Nationally, we were entering a recession, which always decreases traffic to hospitals and clinics, and our city, strapped for cash as a sales-tax municipality, was hoping we would fund the city's budget, either by funneling cash flow or by selling the organization. All over the country, cities, states, and the nation itself puzzled constantly over how to fund health care, and I had landed in a town that wanted health care to fund the city.

We had no firm plan for working with physicians to improve and innovate the clinical care. Relationships with and between physicians themselves were poor, rife with manipulative competition, collegial distrust, and a long history of triangulation with the hospital's need to keep beds full. Within a month of my arrival, a patient told a nurse he was having a heart attack, and, despite repeated attempts by him and his family to tell us how ill he was, we only figured it out a few hours later when he died. The physicians blamed the nurses, the nurses blamed each other, and everyone blamed administration.

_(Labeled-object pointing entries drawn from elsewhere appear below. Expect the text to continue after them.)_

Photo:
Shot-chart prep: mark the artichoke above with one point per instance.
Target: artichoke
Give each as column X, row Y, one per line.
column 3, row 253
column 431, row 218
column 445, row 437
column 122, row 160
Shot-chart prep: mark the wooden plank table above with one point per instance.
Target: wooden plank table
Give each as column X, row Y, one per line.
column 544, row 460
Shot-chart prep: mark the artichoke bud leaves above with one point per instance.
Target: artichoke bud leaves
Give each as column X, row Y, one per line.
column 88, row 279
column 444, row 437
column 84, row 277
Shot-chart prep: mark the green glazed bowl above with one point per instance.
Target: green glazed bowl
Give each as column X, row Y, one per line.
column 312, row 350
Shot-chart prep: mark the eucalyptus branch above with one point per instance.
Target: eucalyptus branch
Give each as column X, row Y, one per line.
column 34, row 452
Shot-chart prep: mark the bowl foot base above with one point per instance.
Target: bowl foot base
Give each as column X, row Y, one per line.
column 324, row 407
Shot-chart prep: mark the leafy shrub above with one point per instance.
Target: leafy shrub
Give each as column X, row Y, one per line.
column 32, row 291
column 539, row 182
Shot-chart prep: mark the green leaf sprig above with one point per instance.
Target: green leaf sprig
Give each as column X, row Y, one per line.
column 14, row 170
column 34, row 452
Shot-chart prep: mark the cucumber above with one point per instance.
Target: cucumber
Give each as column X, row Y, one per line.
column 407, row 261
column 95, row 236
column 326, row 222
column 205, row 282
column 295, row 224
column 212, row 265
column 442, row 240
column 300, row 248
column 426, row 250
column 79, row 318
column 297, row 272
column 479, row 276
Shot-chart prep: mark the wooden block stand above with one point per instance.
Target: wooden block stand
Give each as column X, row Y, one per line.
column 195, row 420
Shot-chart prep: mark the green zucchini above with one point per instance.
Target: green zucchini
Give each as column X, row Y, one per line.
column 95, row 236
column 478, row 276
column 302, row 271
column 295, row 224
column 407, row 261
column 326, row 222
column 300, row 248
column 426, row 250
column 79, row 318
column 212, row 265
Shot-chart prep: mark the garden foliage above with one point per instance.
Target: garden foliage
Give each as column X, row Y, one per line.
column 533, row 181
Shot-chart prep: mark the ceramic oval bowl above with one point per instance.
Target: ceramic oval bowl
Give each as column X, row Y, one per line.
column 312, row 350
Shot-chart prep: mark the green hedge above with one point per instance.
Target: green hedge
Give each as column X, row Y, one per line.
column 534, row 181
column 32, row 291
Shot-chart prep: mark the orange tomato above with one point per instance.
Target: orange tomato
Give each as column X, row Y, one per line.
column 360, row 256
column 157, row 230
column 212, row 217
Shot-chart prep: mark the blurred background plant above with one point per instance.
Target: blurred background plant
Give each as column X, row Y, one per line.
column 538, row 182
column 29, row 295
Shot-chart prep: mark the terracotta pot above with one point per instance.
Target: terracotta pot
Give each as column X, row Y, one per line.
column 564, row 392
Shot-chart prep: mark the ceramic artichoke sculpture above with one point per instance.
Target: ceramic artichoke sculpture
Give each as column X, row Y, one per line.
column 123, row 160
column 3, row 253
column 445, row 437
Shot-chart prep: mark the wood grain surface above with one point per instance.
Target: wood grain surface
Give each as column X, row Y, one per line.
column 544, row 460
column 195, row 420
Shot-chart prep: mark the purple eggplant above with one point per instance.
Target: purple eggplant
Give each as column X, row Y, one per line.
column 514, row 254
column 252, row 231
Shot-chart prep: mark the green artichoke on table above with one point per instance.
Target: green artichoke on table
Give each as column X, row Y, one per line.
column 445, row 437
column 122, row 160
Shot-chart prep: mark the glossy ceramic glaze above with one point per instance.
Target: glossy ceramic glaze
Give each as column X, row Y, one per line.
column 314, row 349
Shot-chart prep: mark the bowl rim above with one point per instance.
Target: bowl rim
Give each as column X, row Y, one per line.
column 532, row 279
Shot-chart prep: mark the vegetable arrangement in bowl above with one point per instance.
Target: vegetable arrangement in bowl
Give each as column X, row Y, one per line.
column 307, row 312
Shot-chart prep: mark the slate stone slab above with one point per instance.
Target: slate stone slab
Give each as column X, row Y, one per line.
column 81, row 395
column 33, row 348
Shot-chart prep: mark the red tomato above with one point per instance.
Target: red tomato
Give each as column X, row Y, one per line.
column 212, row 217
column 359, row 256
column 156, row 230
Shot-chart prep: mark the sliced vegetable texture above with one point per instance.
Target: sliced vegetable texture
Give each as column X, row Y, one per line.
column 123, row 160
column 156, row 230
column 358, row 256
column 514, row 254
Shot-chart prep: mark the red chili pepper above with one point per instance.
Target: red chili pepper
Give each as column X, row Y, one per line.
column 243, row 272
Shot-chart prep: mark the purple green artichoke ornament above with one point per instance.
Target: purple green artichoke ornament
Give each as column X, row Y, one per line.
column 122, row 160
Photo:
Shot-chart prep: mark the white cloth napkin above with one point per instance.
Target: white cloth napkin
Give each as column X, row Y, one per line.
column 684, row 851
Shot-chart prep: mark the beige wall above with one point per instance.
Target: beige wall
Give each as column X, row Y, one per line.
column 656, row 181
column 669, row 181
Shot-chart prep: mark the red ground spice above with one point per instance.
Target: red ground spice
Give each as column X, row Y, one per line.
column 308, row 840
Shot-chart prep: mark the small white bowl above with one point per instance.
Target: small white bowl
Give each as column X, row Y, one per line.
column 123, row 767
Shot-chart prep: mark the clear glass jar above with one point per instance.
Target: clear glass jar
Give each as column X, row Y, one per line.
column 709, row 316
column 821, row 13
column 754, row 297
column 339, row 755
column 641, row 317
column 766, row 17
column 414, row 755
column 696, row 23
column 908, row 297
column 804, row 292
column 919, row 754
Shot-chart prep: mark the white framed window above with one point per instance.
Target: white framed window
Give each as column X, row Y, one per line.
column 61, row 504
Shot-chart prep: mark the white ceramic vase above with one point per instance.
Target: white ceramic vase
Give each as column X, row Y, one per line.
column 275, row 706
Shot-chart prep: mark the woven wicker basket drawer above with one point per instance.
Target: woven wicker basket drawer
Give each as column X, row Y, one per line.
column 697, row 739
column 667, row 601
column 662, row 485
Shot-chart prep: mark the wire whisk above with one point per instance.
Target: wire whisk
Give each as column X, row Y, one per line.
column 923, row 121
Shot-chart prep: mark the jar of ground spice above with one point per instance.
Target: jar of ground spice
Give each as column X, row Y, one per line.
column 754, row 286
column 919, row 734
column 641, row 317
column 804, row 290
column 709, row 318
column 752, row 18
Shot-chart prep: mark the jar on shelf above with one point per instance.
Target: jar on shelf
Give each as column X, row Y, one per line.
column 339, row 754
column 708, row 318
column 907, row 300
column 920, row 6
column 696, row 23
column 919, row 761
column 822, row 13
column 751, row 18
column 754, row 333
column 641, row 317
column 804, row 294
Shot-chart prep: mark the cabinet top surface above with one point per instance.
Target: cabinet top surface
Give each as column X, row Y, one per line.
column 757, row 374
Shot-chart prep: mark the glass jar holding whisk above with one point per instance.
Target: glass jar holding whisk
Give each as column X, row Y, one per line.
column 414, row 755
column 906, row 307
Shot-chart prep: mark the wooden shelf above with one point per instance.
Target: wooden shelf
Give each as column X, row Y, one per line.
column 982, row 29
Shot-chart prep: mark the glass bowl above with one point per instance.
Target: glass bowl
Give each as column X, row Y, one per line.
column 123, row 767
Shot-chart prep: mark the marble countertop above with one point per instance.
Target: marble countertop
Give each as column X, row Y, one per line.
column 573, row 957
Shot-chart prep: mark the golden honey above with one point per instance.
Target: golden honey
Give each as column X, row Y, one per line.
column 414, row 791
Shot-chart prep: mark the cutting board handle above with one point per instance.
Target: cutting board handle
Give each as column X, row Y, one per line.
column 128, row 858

We had too much to fix and not enough time to do it. We had lots of policies and no consistent practices. We had lots of opinions and very little shared insight. People were hoarding clinical supplies in closets and above the ceiling tiles. We lacked operating processes, procedural rigor, and cultural alignment. We had chaos.

On top of safety risks, lagging results, and broken processes in the setting of a crashing economy, we had a more ominous problem. As I walked the halls and spoke with doctors, nurses, clerks, and pharmacists, I kept hearing we had a leadership problem. From leaders, I kept hearing we had “the wrong people.” I also kept hearing from people who had worked there a long time, who loved the place, and who wanted to be very good at their jobs. They took great pride in their professions and truly wanted to help people. When I asked them what they thought we needed to do to address the woes we were experiencing, I received a lot of head shakes, eye rolls, and muttering, but they all sent the same message: “This place can't change. Don't even try. It's been this way for years. You'll see.”

We had an internal lean coach named Jauna Werner who had arrived a bit before I did. She was skilled in facilitating shifts to lean thinking, but she was even more astute as an observer of all the little things that underpinned how a system was functioning. As she rounded through the organization, looking at operational processes and listening to people, she had come to an interesting conclusion.

“This place could benefit a lot from lean, but not yet. It needs therapy first. Maybe gene therapy.” We had all the hallmarks of a degraded ecosystem. Performance was sagging and widespread. Our ability to adapt was mired in entrenched frustration and apathy. Our biodiversity of thought and perspective had been winnowed to a few surviving patterns, and energy was low.

I spoke to and listened to hundreds of people. From a clinical perspective, I was fascinated with the ubiquitous combination of personal commitment and collective malaise. From an executive perspective, I sensed that we could fix all the policies, processes, and protocols we wanted, but until we got at the more foundational, lurking source of will in the organization, we would be wishing for results rather than creating them. I had a big whiteboard in my office, and after a month or so of scrawling on it with notes, pictures, and network diagrams in different colored markers, I wrote in big red letters with a circle around them, “CPD.”